Charlie_snell Context Aware Language Modeling for Goal Oriented Dialogue Systems 2022

[TOC]

Summary of paper

while supervised learning with large language models is capable of producing realistic text, how to steer such responses towards completing a specific task without sacrificing language quality remains an open question.
how can we scalably and effectively introduce the mechanisms of goal-directed decision making into end-to-end language models, to steer language generation toward completing specific dialogue tasks rather than simply generating probable responses.
they aim to directly finetune language models in a task-aware manner such that they can maximise a give utility function.

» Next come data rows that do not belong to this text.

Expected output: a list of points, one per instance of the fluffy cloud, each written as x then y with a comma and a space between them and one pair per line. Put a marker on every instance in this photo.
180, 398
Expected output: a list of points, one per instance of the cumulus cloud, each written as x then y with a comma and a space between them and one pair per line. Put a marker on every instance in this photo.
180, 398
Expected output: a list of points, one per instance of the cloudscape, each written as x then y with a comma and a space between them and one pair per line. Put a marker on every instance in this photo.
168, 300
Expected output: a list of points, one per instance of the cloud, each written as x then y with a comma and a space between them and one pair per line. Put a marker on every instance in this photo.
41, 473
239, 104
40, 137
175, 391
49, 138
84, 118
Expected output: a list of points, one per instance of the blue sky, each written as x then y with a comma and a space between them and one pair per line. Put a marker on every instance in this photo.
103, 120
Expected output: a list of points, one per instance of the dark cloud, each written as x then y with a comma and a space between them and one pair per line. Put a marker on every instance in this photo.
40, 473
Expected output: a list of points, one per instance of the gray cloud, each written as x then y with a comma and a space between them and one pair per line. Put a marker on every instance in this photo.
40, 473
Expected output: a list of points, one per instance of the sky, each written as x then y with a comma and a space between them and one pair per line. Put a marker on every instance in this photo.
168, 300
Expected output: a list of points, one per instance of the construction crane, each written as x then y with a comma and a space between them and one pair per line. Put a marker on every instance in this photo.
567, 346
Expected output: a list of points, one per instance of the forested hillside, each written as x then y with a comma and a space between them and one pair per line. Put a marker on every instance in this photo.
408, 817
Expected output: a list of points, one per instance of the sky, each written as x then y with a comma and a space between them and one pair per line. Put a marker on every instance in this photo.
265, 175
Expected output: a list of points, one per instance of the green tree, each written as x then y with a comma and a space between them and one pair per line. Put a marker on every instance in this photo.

it seems like the manipulation of training dataset and also the auxiliary objective are the two main “innovations” of the model.

Dialogue

dialogue can also be viewed as a sequential decision making process, which is well-suited to planning and reinforcement learning (RL) algorithm
Training such a system with active human-in-the-loop interaction quickly becomes expensive and cumbersome, making it desirable to develop techniques for goal-directed training of dialogue system that can effectively leverage offline data
Most systems take a pipelined approach, where an abstract representation of state and actions is designed by hand and then combined with RL, rather than generating dialogue end-to-end.
These pipelined approaches rely on a manually designed decomposition of the dialogue task, which may be domain specific and more importantly, may not enjoy all the benefits of tightly integrating low level text generation with the overall goals of the task.

Formulation

large language models can already be formulated within a MDP as capturing both the dynamics and policy for a decision
- the dynamics of a MDP define how states, obervations and reward are generated at each time step.
dialogue history serves as state, and the agent’s utterances serve as actions.
they propose a conditional imitation learning strategy coupled with a novel task relabelling approach that can finetune language model from offline data. (imitation?)
in the end, the model still represents the joint distribution over dialogues, but tilts this distribution towards dialogues with high rewards

Dialogue Task relabelling

Context aware fine-tuning

While these high-level actions are theoretically learnable from correlations between the dialogue and the given context, in general, we find that learning these correlations corresponds to a relatively small decrease in dialogue entropy under the model.
As a result, the model is less incentivized to learn these correlations relevant tot he task than the form of the dialogue
- this is the trade off between fluency and the goal-oriented
ISSUE: the primary high-level action involved in Air Dialogue is the decision of which flight table entry, if any, to recommend to the user. They therefore implement the auxiliary objective as a classification head on top of the language model, trained to predict the flight table entry that meets the customer’s request.
BUT this is specific to the AirFlight dataset.